3. Diagnosa III Resiko tinggi infeksi berhubungan denga tempat masuknya oeganisme sekunder akibat trauma jaringan a. Tujuan Setelah dilakukan tindakan keperawatan selama 3 x 24 jam diharapkan tidak terjadi infeksi b. Kriteria Mencapai penyembuhan luka optimal, tidak ada tanda – tanda infeksi bekas dari prosesinfeksi selama perawatan c. Intervensi 1). Inspeksi kulit adanya iritasi / robekan kontunitas Rasional : pen harus dimasukkan kulit yang terinfeksi 2). Observasi luka untuk pembentukan bula, krepitasi, perubahan warna kulit Rasional : Tanda perkiraan infeksi gas gangrene
3). Kaji tonus otot, reflek tendon Rasional : Kekuatan otot, spasme tarik otot rahang 4). Slidiki nyeri tiba – tiba Rasional : Dapat mengindikasikan terjadi osteomielitis 5). Awasi pemeriksaan laboratorium, misal hitung darah lengkap Rasional : anemia bisa terjadi pada osteomielitis ada denga proses infeksi.

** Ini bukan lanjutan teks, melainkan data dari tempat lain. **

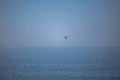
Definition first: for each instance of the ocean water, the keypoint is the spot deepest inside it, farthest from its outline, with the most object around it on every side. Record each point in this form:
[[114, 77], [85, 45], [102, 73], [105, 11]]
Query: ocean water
[[73, 63]]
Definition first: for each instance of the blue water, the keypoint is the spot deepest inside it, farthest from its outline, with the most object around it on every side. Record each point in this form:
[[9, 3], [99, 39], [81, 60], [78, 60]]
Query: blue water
[[73, 63]]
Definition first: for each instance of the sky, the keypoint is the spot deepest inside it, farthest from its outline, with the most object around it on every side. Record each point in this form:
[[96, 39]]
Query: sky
[[39, 23]]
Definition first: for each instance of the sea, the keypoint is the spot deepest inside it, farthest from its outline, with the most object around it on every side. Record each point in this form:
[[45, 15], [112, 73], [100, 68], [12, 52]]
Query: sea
[[60, 63]]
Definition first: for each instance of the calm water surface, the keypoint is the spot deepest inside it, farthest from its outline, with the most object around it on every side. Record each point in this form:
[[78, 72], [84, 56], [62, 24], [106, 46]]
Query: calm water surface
[[60, 64]]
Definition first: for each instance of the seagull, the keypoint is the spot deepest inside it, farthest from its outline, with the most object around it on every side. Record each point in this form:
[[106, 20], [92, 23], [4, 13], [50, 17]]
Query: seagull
[[66, 37]]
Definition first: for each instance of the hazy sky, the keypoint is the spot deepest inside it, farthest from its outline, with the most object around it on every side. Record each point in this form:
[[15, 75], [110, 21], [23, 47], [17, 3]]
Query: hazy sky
[[36, 23]]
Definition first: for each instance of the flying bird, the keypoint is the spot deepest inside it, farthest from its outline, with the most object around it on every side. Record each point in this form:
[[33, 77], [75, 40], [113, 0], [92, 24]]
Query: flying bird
[[65, 37]]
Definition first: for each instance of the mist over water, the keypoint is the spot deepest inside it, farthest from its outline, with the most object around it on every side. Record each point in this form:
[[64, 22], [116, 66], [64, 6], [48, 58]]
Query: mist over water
[[73, 63]]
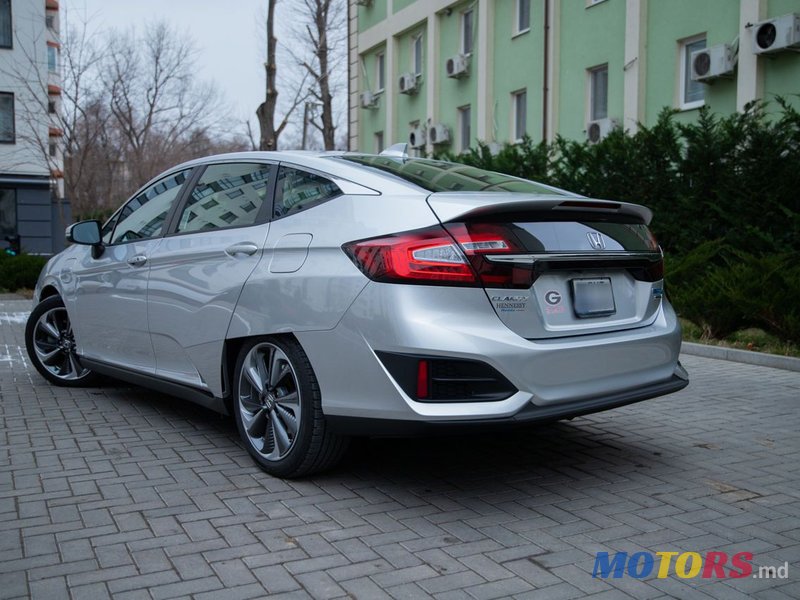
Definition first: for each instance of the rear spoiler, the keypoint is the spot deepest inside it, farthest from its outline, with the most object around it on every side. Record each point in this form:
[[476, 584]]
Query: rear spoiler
[[450, 206]]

4. Diagnosa IV Perubahan perfusi jaringan berhubunga dengan penurunan / interupsi aliran darah, odema berlebihan, pembentukan trombus. a. Tujuan Setelah dilakukan tindakan keperawatan selama 3 x 34 jam, diharapkan tidak terjadi disfungsi neurovascular perifer b. Kriteria hasil Mempertahankan perfusi jaringan dibuktikan oleh terabanya nadi, kulit hangat / kering, sensasi normal, TTV stabil keluaran urine adekuat untuk situasi individu c. Intervensi 1). Pertahankan peningkatan ekstrimitas yang cidera Rasional : meningkatkan drainase vena / menurunka odema 2). Awasi TTV Rasional : ketidak adekuatan volume fraktur sesuai indikasi 3). Beri kompres es sekitar fraktur sesuai indikasi Rasional : menurunkan odema / pembentukan hetema yang dapat
menyangga sirkulasi. 4). Awasi Hb / Ht, pemeriksaan koagulasi Rasional : membantu dalam kalkulasi kehilangan darah dan membutuh kan keefektifan terapi.

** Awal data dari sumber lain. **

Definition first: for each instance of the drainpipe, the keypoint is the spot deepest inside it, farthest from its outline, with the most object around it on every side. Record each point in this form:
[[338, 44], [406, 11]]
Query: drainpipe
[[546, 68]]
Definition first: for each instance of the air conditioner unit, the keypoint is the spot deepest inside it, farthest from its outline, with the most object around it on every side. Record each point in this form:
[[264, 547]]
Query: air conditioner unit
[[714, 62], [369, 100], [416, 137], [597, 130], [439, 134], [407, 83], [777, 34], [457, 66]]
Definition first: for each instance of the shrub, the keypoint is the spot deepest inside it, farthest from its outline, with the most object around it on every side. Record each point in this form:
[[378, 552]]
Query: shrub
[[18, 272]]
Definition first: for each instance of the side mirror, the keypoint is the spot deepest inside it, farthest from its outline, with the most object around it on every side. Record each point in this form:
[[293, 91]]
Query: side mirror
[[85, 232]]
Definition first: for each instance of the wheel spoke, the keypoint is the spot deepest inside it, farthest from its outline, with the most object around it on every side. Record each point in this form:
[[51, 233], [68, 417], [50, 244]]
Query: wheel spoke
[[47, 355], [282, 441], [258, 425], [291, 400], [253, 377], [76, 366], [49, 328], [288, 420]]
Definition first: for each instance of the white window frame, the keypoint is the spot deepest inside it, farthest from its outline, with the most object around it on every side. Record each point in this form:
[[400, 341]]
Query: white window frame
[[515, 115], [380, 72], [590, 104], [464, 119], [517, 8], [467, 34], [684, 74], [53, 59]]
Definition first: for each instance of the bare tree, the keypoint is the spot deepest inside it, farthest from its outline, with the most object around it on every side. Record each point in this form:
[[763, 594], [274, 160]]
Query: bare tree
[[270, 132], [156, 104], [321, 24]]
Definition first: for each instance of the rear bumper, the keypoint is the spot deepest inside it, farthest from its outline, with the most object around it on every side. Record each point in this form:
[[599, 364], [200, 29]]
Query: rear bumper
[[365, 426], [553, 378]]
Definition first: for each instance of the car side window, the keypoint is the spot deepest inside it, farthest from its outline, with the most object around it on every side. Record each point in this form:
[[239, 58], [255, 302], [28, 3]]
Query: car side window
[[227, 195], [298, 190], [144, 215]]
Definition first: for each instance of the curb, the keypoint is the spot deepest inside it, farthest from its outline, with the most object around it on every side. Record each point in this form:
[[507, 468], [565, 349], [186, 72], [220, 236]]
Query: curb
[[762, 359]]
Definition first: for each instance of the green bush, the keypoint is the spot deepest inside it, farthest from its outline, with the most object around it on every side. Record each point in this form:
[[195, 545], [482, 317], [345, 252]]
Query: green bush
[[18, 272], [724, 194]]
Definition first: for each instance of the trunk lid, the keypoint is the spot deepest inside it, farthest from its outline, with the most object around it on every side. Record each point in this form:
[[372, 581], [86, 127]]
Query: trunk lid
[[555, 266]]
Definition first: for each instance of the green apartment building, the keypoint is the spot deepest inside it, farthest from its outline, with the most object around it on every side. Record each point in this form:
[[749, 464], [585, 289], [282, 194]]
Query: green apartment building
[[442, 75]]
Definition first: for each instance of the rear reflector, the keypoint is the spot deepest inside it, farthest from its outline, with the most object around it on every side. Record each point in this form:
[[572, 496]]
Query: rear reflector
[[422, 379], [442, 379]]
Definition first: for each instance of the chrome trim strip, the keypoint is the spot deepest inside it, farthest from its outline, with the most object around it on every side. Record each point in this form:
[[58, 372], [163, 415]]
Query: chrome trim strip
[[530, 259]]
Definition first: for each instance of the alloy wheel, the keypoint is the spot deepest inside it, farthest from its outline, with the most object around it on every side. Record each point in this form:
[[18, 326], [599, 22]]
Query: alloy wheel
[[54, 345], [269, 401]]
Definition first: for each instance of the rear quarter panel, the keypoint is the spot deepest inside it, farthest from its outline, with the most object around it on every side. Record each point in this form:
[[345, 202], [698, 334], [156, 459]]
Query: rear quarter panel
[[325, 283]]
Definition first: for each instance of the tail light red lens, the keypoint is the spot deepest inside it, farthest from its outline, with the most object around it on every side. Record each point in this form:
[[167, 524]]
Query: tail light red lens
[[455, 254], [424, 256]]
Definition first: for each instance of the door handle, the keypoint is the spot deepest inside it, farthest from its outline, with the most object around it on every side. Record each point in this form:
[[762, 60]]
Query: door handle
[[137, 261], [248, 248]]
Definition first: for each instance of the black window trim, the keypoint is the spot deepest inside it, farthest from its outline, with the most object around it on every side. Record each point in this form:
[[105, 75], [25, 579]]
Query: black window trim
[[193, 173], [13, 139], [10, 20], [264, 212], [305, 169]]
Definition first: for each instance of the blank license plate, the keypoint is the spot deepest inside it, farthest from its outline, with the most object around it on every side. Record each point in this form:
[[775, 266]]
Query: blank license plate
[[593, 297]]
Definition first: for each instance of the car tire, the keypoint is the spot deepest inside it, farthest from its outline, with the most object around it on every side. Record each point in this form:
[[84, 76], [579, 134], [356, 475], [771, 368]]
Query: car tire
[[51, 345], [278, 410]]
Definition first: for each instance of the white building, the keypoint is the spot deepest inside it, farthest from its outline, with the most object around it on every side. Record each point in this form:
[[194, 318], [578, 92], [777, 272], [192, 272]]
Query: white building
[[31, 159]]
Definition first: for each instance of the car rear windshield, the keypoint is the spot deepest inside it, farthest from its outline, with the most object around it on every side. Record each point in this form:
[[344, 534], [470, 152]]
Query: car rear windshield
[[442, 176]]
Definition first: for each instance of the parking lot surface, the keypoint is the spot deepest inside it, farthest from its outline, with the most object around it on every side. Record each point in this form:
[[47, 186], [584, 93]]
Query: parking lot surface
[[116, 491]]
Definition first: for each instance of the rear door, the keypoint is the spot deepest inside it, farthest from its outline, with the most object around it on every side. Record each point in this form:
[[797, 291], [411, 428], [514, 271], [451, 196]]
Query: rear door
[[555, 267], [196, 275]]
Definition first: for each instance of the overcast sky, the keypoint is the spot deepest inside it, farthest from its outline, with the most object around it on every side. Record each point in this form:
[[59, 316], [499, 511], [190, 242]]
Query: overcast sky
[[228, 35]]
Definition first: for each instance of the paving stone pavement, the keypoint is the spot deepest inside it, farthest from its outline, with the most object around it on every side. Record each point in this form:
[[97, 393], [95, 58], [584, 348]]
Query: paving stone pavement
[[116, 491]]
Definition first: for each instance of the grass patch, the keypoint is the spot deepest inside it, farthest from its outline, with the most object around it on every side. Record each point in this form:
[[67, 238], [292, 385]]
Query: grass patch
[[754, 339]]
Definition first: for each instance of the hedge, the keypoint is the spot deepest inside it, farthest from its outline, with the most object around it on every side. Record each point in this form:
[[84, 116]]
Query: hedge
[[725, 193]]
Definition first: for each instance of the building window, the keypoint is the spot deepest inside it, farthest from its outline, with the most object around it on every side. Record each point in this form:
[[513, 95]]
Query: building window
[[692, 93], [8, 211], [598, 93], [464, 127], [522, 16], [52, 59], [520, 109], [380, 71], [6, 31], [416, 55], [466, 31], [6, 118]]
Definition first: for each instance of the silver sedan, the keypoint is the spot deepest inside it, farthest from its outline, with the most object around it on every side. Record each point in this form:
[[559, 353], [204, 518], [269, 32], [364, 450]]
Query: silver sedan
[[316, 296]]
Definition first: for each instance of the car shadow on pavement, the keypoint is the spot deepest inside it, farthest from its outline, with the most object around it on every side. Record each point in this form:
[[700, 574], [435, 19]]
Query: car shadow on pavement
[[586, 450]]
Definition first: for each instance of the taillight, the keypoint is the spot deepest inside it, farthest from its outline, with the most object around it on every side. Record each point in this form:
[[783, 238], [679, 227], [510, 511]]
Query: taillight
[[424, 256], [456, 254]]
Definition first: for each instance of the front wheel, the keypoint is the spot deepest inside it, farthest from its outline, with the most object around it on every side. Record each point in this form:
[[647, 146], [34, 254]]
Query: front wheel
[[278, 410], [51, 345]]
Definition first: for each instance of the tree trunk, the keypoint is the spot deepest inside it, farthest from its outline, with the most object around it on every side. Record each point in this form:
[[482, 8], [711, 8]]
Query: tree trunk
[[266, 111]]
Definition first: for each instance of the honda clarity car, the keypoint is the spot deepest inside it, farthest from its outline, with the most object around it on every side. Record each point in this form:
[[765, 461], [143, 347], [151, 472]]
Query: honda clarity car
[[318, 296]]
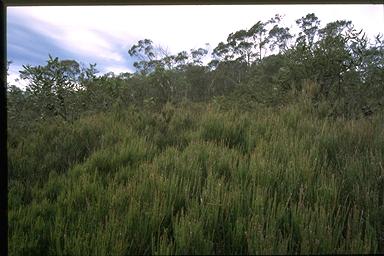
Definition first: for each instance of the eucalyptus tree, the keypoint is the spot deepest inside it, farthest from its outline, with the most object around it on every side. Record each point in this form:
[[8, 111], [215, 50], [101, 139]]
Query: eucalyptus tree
[[52, 86]]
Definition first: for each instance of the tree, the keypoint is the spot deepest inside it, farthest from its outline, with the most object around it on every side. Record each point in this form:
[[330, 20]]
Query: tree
[[52, 86]]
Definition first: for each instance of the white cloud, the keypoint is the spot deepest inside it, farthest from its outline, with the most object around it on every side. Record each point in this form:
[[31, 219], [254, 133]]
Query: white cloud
[[105, 33]]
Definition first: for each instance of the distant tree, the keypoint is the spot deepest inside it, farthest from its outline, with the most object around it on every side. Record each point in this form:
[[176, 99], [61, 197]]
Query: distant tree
[[52, 86]]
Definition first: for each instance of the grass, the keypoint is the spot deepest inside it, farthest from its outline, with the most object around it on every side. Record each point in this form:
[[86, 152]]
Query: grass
[[196, 180]]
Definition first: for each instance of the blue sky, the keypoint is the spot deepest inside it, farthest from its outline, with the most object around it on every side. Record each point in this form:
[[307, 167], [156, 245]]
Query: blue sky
[[103, 34]]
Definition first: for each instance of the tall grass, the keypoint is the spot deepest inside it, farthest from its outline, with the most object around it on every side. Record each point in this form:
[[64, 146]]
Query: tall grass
[[195, 180]]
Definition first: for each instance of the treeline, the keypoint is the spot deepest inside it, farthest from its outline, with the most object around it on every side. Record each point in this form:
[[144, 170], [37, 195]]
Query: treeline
[[337, 66]]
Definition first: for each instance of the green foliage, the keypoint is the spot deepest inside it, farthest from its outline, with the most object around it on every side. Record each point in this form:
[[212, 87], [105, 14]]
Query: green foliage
[[257, 182], [254, 153]]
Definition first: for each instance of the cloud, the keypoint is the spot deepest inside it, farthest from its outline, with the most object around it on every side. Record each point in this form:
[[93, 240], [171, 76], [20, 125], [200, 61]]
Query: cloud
[[103, 34]]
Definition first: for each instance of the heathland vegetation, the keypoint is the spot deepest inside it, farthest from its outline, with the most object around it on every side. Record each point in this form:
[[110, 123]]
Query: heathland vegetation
[[274, 146]]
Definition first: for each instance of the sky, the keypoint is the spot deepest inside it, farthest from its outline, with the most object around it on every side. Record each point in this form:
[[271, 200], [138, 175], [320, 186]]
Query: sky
[[104, 34]]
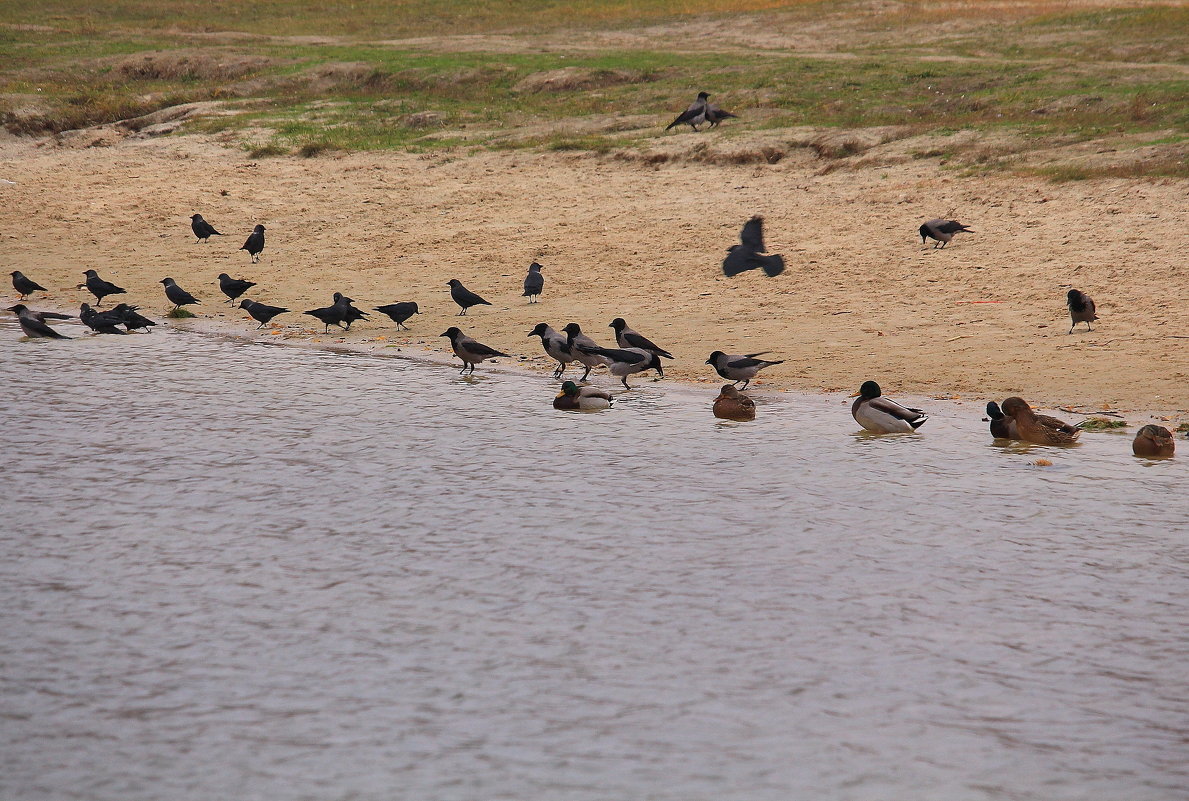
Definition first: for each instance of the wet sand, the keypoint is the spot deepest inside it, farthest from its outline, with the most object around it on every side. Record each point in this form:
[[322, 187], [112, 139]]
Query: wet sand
[[861, 297]]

5). Kaji aliran kapiler, warna kulit dan kehangatan distal pada fraktur Rasional : kembalinya warna harus cepat ( 3-5 detik), warna kulit putih menunjukkan gangguan arterial, sianosis diduga ada gangguan vena. 5. Diagnosa V Kerusakan integritas kulit berhubungan dengan fraktur terbuka a. Tujuan Setelah dilakukan tindakan keperawatan selama 3x24 jam diharapkan ketidaknyamanan hilang. b. Kriteria hasil Mengatakan ketidak nyamanan hilag Mencapai penyembuhan luka sesuai waktu / penyembuhan jadi c. Intervensi 1). Kaji kulit untuk luka terbuka, perdarahan Rasional : memberikan informasi tentang sirkulasi kulit 2). Observasi untuk potensi area yang terkena Rasional : tekanan darah dapat menyebabkan nekrosis atau kelumpuhan saraf 3). Beri bantuan pada akhir gips dengan plester tahan air
Rasional : memberikan perlindungan efektif pada lapisan gips dan kelembahan.
4). Ubah posisi dengan sering Rasional : mengurangi tekanan konstan pada area yang sama dan menimbulkan resiko kerusakan kulit 5). Letakkan bantalan perlindungan di bawah kaki, dan di atas tonjolan tulang Rasional : meminimalkan tekenan area ini.